Promenade sur les cimes : Jodie Devos grave Offenbach Colorature
Barbe-Bleue à Nancy en 2014 (et prochainement à Lyon), en 2015 Le Roi Carotte à Lyon et Fantasio à Montpellier (deux ans avant les représentations parisiennes), Geneviève de Brabant toujours à Montpellier et à Nancy en 2016, Les Deux Aveugles aux Bouffes du Nord et Les Fées du Rhin à Tours en 2018 : les salles de concert et d’opéra osent de plus en plus sortir du "sexté" gagnant : Orphée aux Enfers, La Belle Hélène, La Vie Parisienne, La Grande-Duchesse de Gérolstein, La Périchole et Les Contes d'Hoffmann. Le disque, à quelques exceptions près (le Fantasio, le Vert-Vert ou le joli coffret Entre nous d’Opera Rara) se montre plus frileux. Aussi ce programme Offenbach concocté par Jodie Devos, Laurent Campellone et le Palazetto Bru Zane était-il particulièrement attendu.

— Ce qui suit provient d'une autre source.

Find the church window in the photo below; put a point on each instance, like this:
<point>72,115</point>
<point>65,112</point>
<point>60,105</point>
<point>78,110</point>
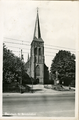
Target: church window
<point>39,51</point>
<point>35,51</point>
<point>37,70</point>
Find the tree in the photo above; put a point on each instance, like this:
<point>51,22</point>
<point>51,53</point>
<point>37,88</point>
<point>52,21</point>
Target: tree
<point>13,69</point>
<point>64,64</point>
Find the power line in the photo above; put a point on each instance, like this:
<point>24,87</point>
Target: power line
<point>16,43</point>
<point>45,44</point>
<point>27,52</point>
<point>17,40</point>
<point>28,45</point>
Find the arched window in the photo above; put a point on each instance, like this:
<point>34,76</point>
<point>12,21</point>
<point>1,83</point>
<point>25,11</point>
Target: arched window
<point>37,70</point>
<point>39,51</point>
<point>35,51</point>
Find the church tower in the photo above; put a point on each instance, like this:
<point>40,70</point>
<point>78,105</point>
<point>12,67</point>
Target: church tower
<point>37,54</point>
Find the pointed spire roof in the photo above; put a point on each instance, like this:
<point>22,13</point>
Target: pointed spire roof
<point>37,32</point>
<point>28,57</point>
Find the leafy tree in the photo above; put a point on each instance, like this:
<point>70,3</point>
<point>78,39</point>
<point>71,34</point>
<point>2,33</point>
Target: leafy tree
<point>64,64</point>
<point>13,69</point>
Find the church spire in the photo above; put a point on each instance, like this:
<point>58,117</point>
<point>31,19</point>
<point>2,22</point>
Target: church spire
<point>28,58</point>
<point>37,33</point>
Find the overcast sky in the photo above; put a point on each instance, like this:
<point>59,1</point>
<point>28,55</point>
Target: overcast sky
<point>58,23</point>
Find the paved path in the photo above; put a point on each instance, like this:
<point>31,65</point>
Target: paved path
<point>39,106</point>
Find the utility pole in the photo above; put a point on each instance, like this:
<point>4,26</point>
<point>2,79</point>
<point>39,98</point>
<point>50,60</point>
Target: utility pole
<point>21,73</point>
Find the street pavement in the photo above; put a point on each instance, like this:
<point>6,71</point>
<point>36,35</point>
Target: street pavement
<point>42,103</point>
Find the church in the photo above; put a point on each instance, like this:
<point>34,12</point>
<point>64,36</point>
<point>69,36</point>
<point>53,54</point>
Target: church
<point>35,65</point>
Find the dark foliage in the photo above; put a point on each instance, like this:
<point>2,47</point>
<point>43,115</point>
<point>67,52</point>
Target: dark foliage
<point>64,63</point>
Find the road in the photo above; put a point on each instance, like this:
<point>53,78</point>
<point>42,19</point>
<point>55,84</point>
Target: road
<point>39,106</point>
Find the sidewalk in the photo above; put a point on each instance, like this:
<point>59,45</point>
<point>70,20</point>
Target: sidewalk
<point>39,90</point>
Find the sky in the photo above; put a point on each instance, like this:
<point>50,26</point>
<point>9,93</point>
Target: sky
<point>58,24</point>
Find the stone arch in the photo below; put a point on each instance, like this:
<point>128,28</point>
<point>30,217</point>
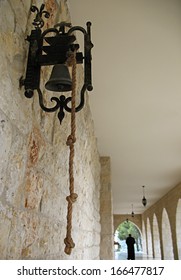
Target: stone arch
<point>178,228</point>
<point>167,237</point>
<point>156,239</point>
<point>115,233</point>
<point>149,239</point>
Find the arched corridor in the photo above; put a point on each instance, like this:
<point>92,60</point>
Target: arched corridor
<point>156,239</point>
<point>178,228</point>
<point>167,237</point>
<point>120,236</point>
<point>149,239</point>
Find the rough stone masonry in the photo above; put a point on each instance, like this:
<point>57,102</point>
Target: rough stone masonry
<point>34,155</point>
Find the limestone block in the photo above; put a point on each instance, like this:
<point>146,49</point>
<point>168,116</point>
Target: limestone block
<point>7,19</point>
<point>5,226</point>
<point>5,146</point>
<point>15,169</point>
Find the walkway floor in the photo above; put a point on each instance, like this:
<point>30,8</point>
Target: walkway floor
<point>138,256</point>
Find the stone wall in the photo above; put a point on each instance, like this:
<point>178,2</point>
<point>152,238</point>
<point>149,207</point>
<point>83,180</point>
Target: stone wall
<point>106,211</point>
<point>34,156</point>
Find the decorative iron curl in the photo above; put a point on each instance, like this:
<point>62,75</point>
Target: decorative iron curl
<point>38,21</point>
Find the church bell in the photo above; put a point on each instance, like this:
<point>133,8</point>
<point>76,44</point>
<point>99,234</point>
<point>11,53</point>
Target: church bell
<point>60,79</point>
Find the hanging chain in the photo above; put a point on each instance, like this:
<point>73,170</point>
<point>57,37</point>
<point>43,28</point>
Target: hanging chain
<point>69,244</point>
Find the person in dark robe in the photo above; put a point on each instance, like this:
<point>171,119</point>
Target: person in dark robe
<point>130,241</point>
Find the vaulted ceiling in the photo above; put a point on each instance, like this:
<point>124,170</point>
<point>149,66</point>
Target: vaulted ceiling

De fait le programme, mêlant certaines pages célèbres (la valse de Robinson Crusoé, la mort d’Eurydice) avec d’autres qui le sont parfois un peu moins (les deux très beaux airs d’Elsbeth dans Fantasio), voire beaucoup moins (ceux d’Olga dans Boule de Neige) est intelligemment conçu : il n’est guère que la chanson d’Olympia qui semble convenue, même si elle permet d’entendre les variations personnelles qu’apporte Jodie Devos au second couplet (il aurait été fort intéressant de graver plutôt la première version de cet air, composé pour Marie Heilbronn et jamais enregistré à notre connaissance). La présence sur ce disque de la célèbre Barcarolle permet d'apprécier le timbre capiteux et très séduisant de la mezzo-soprano Adèle Charvet en Nicklausse.
Jodie Devos, dont la carrière prend actuellement un très bel envol –elle vient de chanter Adèle du Comte Ory à Liège et sera la Reine de la Nuit à Bastille en avril prochain– défend ce répertoire avec un enthousiasme audible ! L’aigu et le suraigu forte sonnent de manière parfois un peu froide et métallique (mais les enregistrements numériques ont tendance à priver d’une certaine rondeur les voix aiguës qui paraissent plus chaudes, plus veloutées en concert). La chanteuse se montre en outre attentive à la prononciation du texte – une qualité absolument indispensable dans ce répertoire. Le texte, malheureusement, perd tout de même en intelligibilité quand la voix s’élève dans le registre aigu de la tessiture. Le timbre de Jodie Devos est par ailleurs parfois un peu vert : c’est une qualité lorsqu’il s’agit d’interpréter Olga de Boule de neige ou Ciboulette de Mesdames de la Halle. Il faudrait en revanche le parer de couleurs plus suaves et nimber la voix d’un peu plus de mystère pour les pages élégiaques, telles la splendide mort d’Eurydice (dont Gounod fera plus que s’inspirer pour son duo « La brise est douce et parfumée » dans Mireille), interprétée trop prosaïquement malgré l’accompagnement plein de poésie et de mystère déployé par le Münchner Rundfunkorchester, ou encore le second air d’Elsbeth « Voilà toute la ville en fête », qui demande une plus grande variété de couleurs et de nuances pour exhaler toute la poésie qu’il renferme.
Jodie Devos a un sourire dans la voix, ce qui n’est guère octroyé qu’à ceux qui aiment et comprennent ce répertoire. Elle interprète certaines pages avec un entrain auquel l’auditeur ne résiste guère (interprétations exemplaires des airs de Ciboulette dans Mesdames de la Halle ou d’Elsbeth : « Ah ! Dans son cœur, qui donc peut lire ? »). Son bagage technique lui autorise ici ou là quelques aigus extrapolés et quelques variations, ainsi qu’une belle maîtrise des difficiles vocalises de l’air d’Olga : « Allons ! couché » (l’équivalent du « Ici ! Barkouf » que chante Maïma dans le Barkouf récemment redécouvert à Strasbourg). La voix possède en outre une qualité plutôt rare dans cette tessiture : un médium et un grave bien timbrés, charnus et veloutés, qui permettent notamment à la chanteuse d’incarner avec beaucoup d’aisance les interlocuteurs censés donner la réplique à la fruitière de Mesdames de la Halle.
Une part non négligeable de la réussite de ce disque revient également à l’orchestre et à la direction toujours très juste (seul le tempo un peu rapide de la romance d’Elsbeth surprend), tantôt poétique, tantôt espiègle, toujours légère et de bon goût de Laurent Campellone.